As all hallow's eve approaches, the NYTimes has an article on the polytheistic background of the highly commercialized holiday (well, aren't all holidays these days?): the autumnal festival of Samhain.

Many people probably know that most of our "Christian" holidays rely upon an older calendar of European religious festivals, referred to as "pagan":

Certainly, there is nothing new about Paganism per se. From Halloween to May Day to Yuletide, said Prof. Diana L. Eck of Harvard Divinity School, “There’s a way in which all of us, especially in the Christian tradition, follow a religious calendar that is pegged to ancient Pagan festivals.”


One might add all of the fertility imagery (rabbits and eggs) in Easter. It was recognized early on by Christian leaders that it would be easier to convert people and keep them in the fold if many of the practices and festivals of the older religions were retained in some form and re-framed in Christian terms--that is why Christmas is December 25th, which used to commemorate the Sol Invictus ("unconquered sun"), and now commemorates the "unconquered son." Even for those who converted and their successors, the older polytheistic practices and beliefs have retained a strong hold: we are all still their successors.

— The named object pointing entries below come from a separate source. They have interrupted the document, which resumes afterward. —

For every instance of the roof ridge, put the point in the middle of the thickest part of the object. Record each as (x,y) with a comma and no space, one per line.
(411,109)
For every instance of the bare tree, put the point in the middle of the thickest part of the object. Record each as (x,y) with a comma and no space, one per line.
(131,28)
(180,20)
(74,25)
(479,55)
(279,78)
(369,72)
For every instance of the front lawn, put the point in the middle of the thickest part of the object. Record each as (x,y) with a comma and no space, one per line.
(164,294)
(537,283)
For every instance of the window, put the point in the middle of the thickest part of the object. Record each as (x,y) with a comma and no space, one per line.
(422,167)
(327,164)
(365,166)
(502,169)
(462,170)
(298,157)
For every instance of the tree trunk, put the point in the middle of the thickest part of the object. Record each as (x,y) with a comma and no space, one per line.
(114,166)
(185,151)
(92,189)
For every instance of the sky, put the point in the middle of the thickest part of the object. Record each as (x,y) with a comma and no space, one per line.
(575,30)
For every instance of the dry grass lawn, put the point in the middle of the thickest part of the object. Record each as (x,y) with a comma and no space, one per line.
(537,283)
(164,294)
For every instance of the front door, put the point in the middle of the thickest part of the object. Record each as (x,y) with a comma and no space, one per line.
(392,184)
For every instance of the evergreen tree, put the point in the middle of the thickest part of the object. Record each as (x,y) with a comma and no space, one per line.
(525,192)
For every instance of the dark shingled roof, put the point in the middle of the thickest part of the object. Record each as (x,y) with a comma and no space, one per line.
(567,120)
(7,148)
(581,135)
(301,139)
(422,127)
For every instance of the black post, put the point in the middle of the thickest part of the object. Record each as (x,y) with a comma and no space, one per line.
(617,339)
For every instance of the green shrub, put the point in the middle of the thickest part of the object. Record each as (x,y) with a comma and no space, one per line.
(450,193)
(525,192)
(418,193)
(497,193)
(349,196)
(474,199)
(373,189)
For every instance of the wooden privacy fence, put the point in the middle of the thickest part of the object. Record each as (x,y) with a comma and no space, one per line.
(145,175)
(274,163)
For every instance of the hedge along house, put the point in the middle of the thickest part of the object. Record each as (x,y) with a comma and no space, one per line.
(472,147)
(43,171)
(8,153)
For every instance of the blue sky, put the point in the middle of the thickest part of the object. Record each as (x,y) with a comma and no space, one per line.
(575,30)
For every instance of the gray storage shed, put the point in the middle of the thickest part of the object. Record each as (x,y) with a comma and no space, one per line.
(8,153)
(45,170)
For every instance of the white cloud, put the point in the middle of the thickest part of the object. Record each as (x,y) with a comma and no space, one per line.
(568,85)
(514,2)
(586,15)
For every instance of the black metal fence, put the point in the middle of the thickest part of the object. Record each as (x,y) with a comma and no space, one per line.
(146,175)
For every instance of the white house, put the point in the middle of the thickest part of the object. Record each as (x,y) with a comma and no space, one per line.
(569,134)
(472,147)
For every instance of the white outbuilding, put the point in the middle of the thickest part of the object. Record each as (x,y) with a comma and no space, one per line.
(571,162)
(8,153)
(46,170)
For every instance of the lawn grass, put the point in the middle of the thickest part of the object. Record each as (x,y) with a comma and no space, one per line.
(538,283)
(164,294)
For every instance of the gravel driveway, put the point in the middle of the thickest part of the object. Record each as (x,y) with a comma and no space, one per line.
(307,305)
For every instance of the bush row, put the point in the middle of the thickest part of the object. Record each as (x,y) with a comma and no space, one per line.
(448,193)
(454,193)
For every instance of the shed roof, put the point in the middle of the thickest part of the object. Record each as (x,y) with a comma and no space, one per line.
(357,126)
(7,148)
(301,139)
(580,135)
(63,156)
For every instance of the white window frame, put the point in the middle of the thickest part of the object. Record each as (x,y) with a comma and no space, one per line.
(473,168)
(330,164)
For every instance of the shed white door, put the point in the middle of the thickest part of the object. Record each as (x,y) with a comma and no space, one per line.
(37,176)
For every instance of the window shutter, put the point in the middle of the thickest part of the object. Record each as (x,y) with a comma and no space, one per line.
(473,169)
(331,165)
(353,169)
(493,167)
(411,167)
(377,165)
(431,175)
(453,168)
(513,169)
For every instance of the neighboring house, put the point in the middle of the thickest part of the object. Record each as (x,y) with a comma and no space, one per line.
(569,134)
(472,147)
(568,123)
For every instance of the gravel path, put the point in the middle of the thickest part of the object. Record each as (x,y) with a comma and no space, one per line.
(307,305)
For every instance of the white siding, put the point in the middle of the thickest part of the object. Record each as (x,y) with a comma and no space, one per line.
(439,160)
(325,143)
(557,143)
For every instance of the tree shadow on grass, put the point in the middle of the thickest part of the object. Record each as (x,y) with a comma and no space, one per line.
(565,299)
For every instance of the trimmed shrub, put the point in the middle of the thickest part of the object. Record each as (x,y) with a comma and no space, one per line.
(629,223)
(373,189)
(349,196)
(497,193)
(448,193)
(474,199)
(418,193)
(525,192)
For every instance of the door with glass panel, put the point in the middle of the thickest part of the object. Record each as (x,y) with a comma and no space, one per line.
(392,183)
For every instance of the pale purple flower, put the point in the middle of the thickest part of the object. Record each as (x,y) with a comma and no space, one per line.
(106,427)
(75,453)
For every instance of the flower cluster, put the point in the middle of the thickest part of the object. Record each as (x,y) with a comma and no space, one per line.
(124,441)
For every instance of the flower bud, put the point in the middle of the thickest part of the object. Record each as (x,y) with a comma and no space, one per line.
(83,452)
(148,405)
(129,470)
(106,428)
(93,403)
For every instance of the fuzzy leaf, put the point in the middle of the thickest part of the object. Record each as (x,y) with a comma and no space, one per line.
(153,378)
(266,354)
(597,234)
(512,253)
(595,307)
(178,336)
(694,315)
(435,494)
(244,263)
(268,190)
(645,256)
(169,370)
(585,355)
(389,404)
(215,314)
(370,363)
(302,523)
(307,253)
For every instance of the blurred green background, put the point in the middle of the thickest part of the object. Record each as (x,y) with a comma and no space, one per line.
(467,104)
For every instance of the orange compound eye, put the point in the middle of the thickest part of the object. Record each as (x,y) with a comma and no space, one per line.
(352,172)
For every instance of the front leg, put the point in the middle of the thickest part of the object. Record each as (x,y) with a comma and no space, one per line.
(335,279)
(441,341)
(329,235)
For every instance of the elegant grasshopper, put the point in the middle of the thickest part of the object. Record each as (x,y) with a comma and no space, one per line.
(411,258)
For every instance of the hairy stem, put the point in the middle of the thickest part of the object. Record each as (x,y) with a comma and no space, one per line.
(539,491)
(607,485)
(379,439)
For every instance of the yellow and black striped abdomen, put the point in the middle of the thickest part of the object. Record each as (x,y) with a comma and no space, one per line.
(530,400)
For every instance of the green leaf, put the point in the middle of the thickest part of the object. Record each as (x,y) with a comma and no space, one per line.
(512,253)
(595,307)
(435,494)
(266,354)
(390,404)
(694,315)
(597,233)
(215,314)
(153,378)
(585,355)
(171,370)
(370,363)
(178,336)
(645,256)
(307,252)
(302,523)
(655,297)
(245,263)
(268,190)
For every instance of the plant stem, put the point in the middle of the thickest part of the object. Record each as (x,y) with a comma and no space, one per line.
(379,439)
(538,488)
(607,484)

More generally, however, the article focuses on groups and individuals who self-identify as "Pagan" or even "Heathen," and their struggle for official recognition. Sub-groups include Wiccan and Druid.

"Pagan" is an interesting word to identify oneself by. It literally means "villager." During the spread of Christianity in late antiquity, it began to be used to refer to those who did not convert and held onto their earlier religious traditions. Since Christianity spread fastest through a network of cities in the Roman Empire, most of the holdouts lived in the villages; thus, the term "pagan" was applied to a particular set of religious practices. But it was a "dustbin" category--it referred to anyone who was neither Christian nor Jewish. It was a pejorative term.

Nonetheless, as one of the ultimate terms of creating an outsider, an other, in societies that came to be dominated by Christians, "Pagan" has been adopted as a self-identifying term for those who practice or who resurrected these earlier religious forms with some modifications: most ancient forms of European and Near Eastern polytheistic worship included some sort of animal sacrifice, which is excluded in modern iterations (yet this is true of all religious movements--the modern versions bear faint resemblance to their ancient forebears). I have a feeling, however, that the variegated movements that fall under this broad umbrella appropriated this term due to the need for official, governmental protection. It is, in a way, useful so that each individual group would not have to fight for recognition separately. I do not know, however, to what degree someone who practices Wicca would recognize their similarity with someone who is a Druid except insofar as their common history of exclusion and their struggle for recognition. But, on the other hand, the same may be said for the difference between a Russian Orthodox Christian and a Southern Baptist.

Es tu Paganus? To at least a small degree, most of us are even if by the shattered remnants that have survived the ages in new clothing, even if that is not our identifying term.